Maybe this link might help you understand how resistance (measured in ohms) and capacitance play together...
You didn't mention your cartridge. Basically MM cartridges are all loaded at 47Kohm so no problem there --- one size fits all. But they are sensitive to capacitance, which is additive. The manufacturer of MM cartridges lists the proper capacitance loading in the specs. So you have to know the capacitance of your tonearm cable (the one between the tonearm and the phono preamp) in pico-farads/foot (times its length in feet) plus the default capacitance in the phono preamp section. Usually, unless your cables are very long (not recommended over 3 feet anyway) you'll need to add a little capacitance to the phono preamp in the form of small capacitors soldered across the inputs -- usually there's a place for loading resistors and/or capacitors provided on the circuit boards or elsewhere in the preamp.
MC cartridges are the reverse. They're not affected much by capacitance, but are critical to loading resistance. 47Kohm will never do for the (comparitavely) lower output MCs. It's way too much. A good rule of thumb (i.e. place to start) is 25 times the coil resistance of the cartridge. That generally winds up somewhere between 100 - 1000 ohms. Then you can vary it up or down 50% (from the 25 times number) until you get the best results.
MC cartridge loading is covered quite extensively elsewhere in these forums.
Dear Wrtickle: +++++" Is there a way I can experiment with cables (higher or lower capacitance maybe?) that will create a percieved load closer to 1k or 1.5k ohm? " +++++
First the capacitance comes in measure Farads and impedance comes in measure Ohms. What you want is a higher impedance than the 400 Ohms that you are using at the moment. No, you can do it through cables. What you can do is to change the resistors value on your phono-pre to the desired value.
Btw, what problem do you have with your Cardas/Benz Micro cartridge?, the 400 Ohms seems ok. Do you already try it at 47K?
Regards and enjoy the music.
Your Cardas/Benz cart is a moving-coil, which means it isn't critical as to load capacitance. 400 ohms resistive loading could be in the higher range for proper response with a low-output MC anyway, but regardless, choice of interconnects won't have any appreciable impact on resistive loading since they've got neglible resistance. If you want to experiment with higher values, you'll have to accomplish it through substitution of loading resistors in the phono preamp, a subject you might want to contact Rowland about, and maybe also Cardas to see what their experience and recommendation is on the loading topic with your cart.
Thank you all for your responses, very much appreciated...especially the circuits-for-dummys type site.
Raul - I have no "problem" with the cart, just a desire to try more loading values. Of the four available on the phono boards the 400ohm is certainly the best for me, and things are sounding the best they ever have, although a touch (and I do mean just a touch) on the dull side at times. I thought bumping up the load might put me in absolute nirvana.

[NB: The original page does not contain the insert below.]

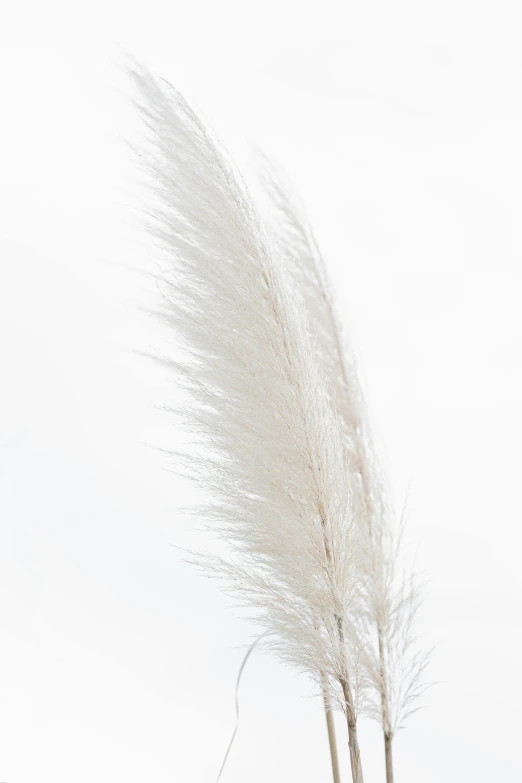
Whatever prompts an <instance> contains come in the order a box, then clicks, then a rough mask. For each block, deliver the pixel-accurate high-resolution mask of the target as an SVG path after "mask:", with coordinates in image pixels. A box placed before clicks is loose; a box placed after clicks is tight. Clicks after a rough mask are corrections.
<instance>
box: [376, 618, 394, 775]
mask: <svg viewBox="0 0 522 783" xmlns="http://www.w3.org/2000/svg"><path fill="white" fill-rule="evenodd" d="M378 637H379V663H380V669H381V672H380V673H381V703H382V730H383V734H384V758H385V762H386V783H393V756H392V740H393V737H392V732H391V725H390V705H389V702H388V688H387V681H386V676H385V660H384V643H383V640H382V631H381V628H380V627H379V626H378Z"/></svg>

Dear Wrtickle: I know very well the Cardas sound and I like it. I think that the " dull " perceived sound at the frequency extremes is not really a dull sound per se: I think it is a little polite and relaxed one against other more alive cartridges sound.
Maybe, and I say only maybe, if you change the phono cable you could have or be nearest for what you are looking for.
Regards and enjoy the music.
If you want a convenient way to experiment with loadings, make or have made for you a phono cable that has a box in the middle that has two sets of binding posts. I had John Chapman of Bent Audio make one up for me that had male RCA connectors at both ends so that it could connect to the terminal box on my VPI turntable. For my other turntable, that has male RCAs coming out of the tonearms, I had a knowledgeable friend build a similar cable using Cardas' finest wire and connectors - a cable with male RCAs at one end and female RCAs at the other. You can buy from Bent Audio a set of resistor pairs in 20 different values. This should be enough to get you started.
With the binding posts, swapping resistors in and out is a 30 second task, so comparisons between resistor values is very easy. Plus, the cost of buying additional loadings is very cheap, just the cost of two resistors.